Mark Lanegan – Straight Songs Of Sorrow
Heavenly Recordings
2020
Jéré Mignon
Mark Lanegan – Straight Songs Of Sorrow
Des cicatrices… C’est ce qui ressort de l’écoute de Straight Songs Of Sorrow. Des plaies qu’on croyait refermées et guéries mais dont l’épreuve du temps ne peut cacher ni les difformités, ni les traumatismes. Car des troubles et autres affections, ce dernier opus du chanteur américain en regorge. En dégueule même… Cette parenthèse temporelle qui a forgé le caractère mais aussi l’existence de Mark Lanegan, du haut de sa clope au bec, résonne comme autant de rencontres heureuses mais aussi tragiques, d’idées noires, de mélancolie, état des lieux d’une scène musicale et sociétale.
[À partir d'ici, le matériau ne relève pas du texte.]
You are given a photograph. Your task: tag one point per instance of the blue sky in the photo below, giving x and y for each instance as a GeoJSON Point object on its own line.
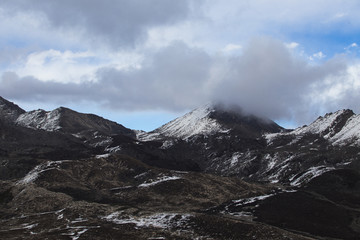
{"type": "Point", "coordinates": [142, 63]}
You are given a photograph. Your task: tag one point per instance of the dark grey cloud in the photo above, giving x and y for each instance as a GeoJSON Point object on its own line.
{"type": "Point", "coordinates": [120, 23]}
{"type": "Point", "coordinates": [266, 79]}
{"type": "Point", "coordinates": [171, 79]}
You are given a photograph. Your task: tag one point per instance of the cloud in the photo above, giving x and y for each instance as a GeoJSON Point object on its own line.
{"type": "Point", "coordinates": [117, 23]}
{"type": "Point", "coordinates": [266, 79]}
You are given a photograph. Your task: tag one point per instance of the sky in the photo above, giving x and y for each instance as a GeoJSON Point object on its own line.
{"type": "Point", "coordinates": [142, 63]}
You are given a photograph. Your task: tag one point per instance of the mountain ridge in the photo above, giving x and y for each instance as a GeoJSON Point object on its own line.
{"type": "Point", "coordinates": [212, 173]}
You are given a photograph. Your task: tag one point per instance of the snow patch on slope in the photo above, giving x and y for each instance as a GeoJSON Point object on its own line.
{"type": "Point", "coordinates": [40, 119]}
{"type": "Point", "coordinates": [192, 123]}
{"type": "Point", "coordinates": [321, 124]}
{"type": "Point", "coordinates": [326, 127]}
{"type": "Point", "coordinates": [158, 220]}
{"type": "Point", "coordinates": [350, 132]}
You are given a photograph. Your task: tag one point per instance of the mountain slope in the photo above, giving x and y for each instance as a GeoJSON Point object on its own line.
{"type": "Point", "coordinates": [69, 121]}
{"type": "Point", "coordinates": [211, 120]}
{"type": "Point", "coordinates": [9, 111]}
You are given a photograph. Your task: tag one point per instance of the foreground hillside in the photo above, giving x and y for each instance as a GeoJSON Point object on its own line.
{"type": "Point", "coordinates": [215, 173]}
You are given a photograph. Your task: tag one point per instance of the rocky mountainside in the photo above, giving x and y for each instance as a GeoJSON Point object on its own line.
{"type": "Point", "coordinates": [214, 173]}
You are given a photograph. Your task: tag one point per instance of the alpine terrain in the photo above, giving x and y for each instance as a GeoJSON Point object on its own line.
{"type": "Point", "coordinates": [215, 173]}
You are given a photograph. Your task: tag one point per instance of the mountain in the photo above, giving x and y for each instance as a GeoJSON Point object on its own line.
{"type": "Point", "coordinates": [9, 111]}
{"type": "Point", "coordinates": [211, 120]}
{"type": "Point", "coordinates": [214, 173]}
{"type": "Point", "coordinates": [69, 121]}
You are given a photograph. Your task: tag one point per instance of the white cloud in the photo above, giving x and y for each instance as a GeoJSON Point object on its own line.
{"type": "Point", "coordinates": [318, 55]}
{"type": "Point", "coordinates": [231, 48]}
{"type": "Point", "coordinates": [266, 78]}
{"type": "Point", "coordinates": [292, 45]}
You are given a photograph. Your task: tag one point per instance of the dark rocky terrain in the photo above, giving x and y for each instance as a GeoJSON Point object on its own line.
{"type": "Point", "coordinates": [215, 173]}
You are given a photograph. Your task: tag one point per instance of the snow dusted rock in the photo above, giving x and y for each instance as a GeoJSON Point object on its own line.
{"type": "Point", "coordinates": [9, 111]}
{"type": "Point", "coordinates": [40, 119]}
{"type": "Point", "coordinates": [339, 128]}
{"type": "Point", "coordinates": [211, 120]}
{"type": "Point", "coordinates": [193, 123]}
{"type": "Point", "coordinates": [327, 126]}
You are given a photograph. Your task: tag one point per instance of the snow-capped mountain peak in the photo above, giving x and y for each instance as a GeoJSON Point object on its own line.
{"type": "Point", "coordinates": [193, 123]}
{"type": "Point", "coordinates": [9, 111]}
{"type": "Point", "coordinates": [328, 125]}
{"type": "Point", "coordinates": [40, 119]}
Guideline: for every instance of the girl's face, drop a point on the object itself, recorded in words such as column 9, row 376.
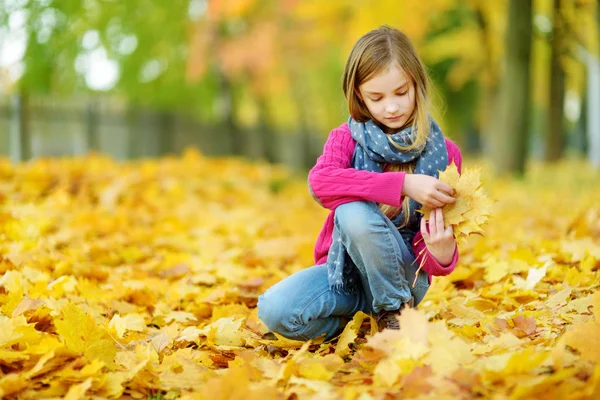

Laquelle ? Celle des nineties. Arrivé avec The Screaming Trees, le chanteur à la voix rauque, profonde et reconnaissable a vécu et peut-être plus subi cette période. Drogues dures, suicides, remises en question constantes, déambulation existentielle, destitution… La liste est trop longue… En résulte un spleen constant, aussi collant que du papier tue-mouche et qui ne semble pas s’affranchir des années et des décennies. Lanegan en a pleinement conscience et a décidé, en toute honnêteté, de rouvrir ces plaies (au sein d’une autobiographie Sing Backwards And Weep dans un premier temps) dans un exorcisme aussi vain qu’expiatoire. Raviver ses cicatrices, en ôter les points encore présents et laisser la bile, le sang couler dans un ralenti contemplatif quasi cinématographique n’a sûrement pas été une partie de joie et encore moins festif. Lanegan laisse en effet le temps faire son office. Il rentre par une porte de service condamnée dans des souvenirs peu reluisants, les contemple, les observe, les étudie, prend du recul pour se décider, au final, à y apposer des mots, émotions quitte à se disperser et de s’y perdre.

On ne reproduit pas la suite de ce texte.